Dieses Symbol kennzeichnet Tipps, die Ihnen das Verständnis der Geschichte der Reformation oder den Besuch einer evangelischen Kirche erleichtern.
Bei diesem Symbol finden Sie wichtige Aussagen zusammengefasst. Es markiert auch Aussagen und Sachverhalte, die man sich besonders merken sollte.
Abschnitte mit diesem Symbol sollen helfen, Missverständnisse zu vermeiden oder wichtige Sachverhalte nicht zu übersehen.
Der evangelische Glaube ist eine Religion des einen Buches, der Bibel, und der vielen Bücher. Ohne Bücher keine Reformation und keine protestantische Kirche. Um der besseren Übersicht willen gibt es in diesem Buch kein eigentliches Literaturverzeichnis. Wichtige Bücher der protestantischen Geschichte oder empfehlenswerte, weiterführende Literatur werde ich gleich am passenden Ort neben diesem Symbol aufführen.
Wie es weitergeht: Ein paar Worte zum Thema Religion, Wahrheit und Toleranz
Die Sache mit jeder Religion ist die, dass sie die Wahrheit sein will. Und schon kommt der gläubige Mensch in Schwierigkeiten mit seinen Mitmenschen: Logisch gesehen kann man schlecht von seiner Wahrheit sprechen und die sich davon unterscheidende »Wahrheit« anderer Menschen ebenso akzeptieren. Dann wäre die Wahrheit keine Wahrheit, sondern nur eine Meinung unter vielen. Was also tun? Wie soll ein gläubiger Mensch alle »Wahrheiten« als gleichwertig nebeneinander ansehen können? Entweder es gibt Gott, oder es gibt ihn nicht. Entweder Allah ist der eine Gott, oder Christus ist der eine Weg. Ein Nebeneinander gibt es da ganz logisch gesehen nicht, und Beispiele gäbe es noch viele. Ein »Du hast mit dem, was du glaubst, genauso recht wie ich mit dem, was ich glaube!« kann einen zutiefst gläubigen Menschen (gleich welcher Religion) nicht zufriedenstellen.

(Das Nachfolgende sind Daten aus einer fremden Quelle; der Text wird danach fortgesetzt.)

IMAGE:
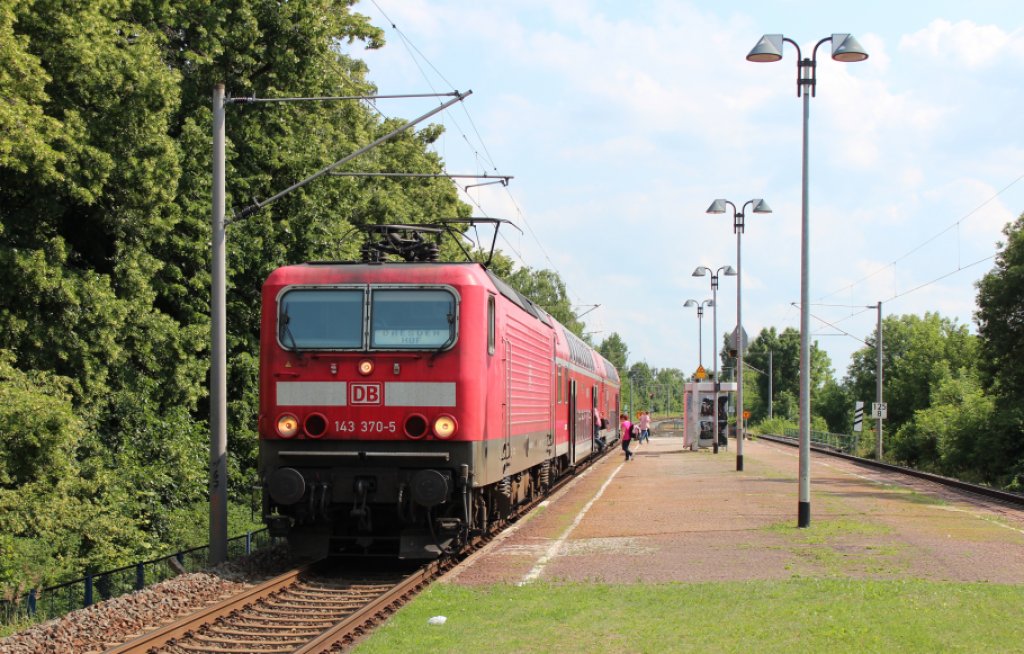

Hier kommt der viel gebrauchte Begriff der Toleranz ins Spiel:
Das Wort Toleranz stammt aus dem Lateinischen (tolerare) und bedeutet erdulden oder ertragen. Somit hat es also nichts mit Gleichberechtigung, Anerkennung oder Zustimmung zu tun. Es hat eher etwas damit zu tun, sich Mühe mit Mitmenschen zu machen.
Jemanden gleichberechtigt neben sich stehen zu lassen, weil man nicht sicher ist, wer recht hat, ist eine Sache. Das ist aber keine Toleranz. Es zeigt eher Unentschiedenheit, manchmal vielleicht auch Gleichgültigkeit.
Toleranz bedeutet, jemanden mit Achtung und Respekt zu behandeln, obwohl man davon überzeugt ist, dass er unrecht hat. Jemand, der seinen Mitmenschen mit Respekt und Achtung begegnet, obwohl er denkt, dass sie falschliegen – der erst ist wirklich tolerant. Es sind nicht Unentschiedenheit oder schwache Überzeugungen und Toleranz, die zusammengehören. Es sind der Glaube an die eine Wahrheit und die Toleranz, die zusammengehören. Wirklich tolerant sein kann nur jemand, der jeden Menschen als wertvoll ansieht und ihn respektiert. Und in diesem Sinne ist ein toleranter Mensch jemand, der große persönliche Reife und eine Zuneigung zu allen Menschen beweist. Jemand, der die eigene Religion als alleinige Wahrheit betrachtet, kann also ein sehr toleranter Mensch sein.
Dass es so wenige wirklich tolerante Menschen gibt, liegt nicht an der Religion, sondern eher an fehlender persönlicher Reife und mangelnder Einsicht darüber, dass jeder Mensch wertvoll ist und unsere Achtung verdient.
Die »evangelische Welt« kann für Außenstehende ziemlich unübersichtlich sein. Evangelisch für Dummies wird ein bisschen Ordnung für Sie schaffen, damit Sie sich nicht so ganz fremd fühlen, wenn Sie zum ersten Mal eine evangelische Kirche besuchen oder vielleicht gelegentlich eine andere als Ihre eigene Kirche besuchen möchten. Mein Wunsch ist in beiden Fällen, dass für Sie Unverständliches verständlich wird und Sie die Unterschiede nicht als Trennung, sondern als Reichtum der evangelischen Kirchen kennenlernen.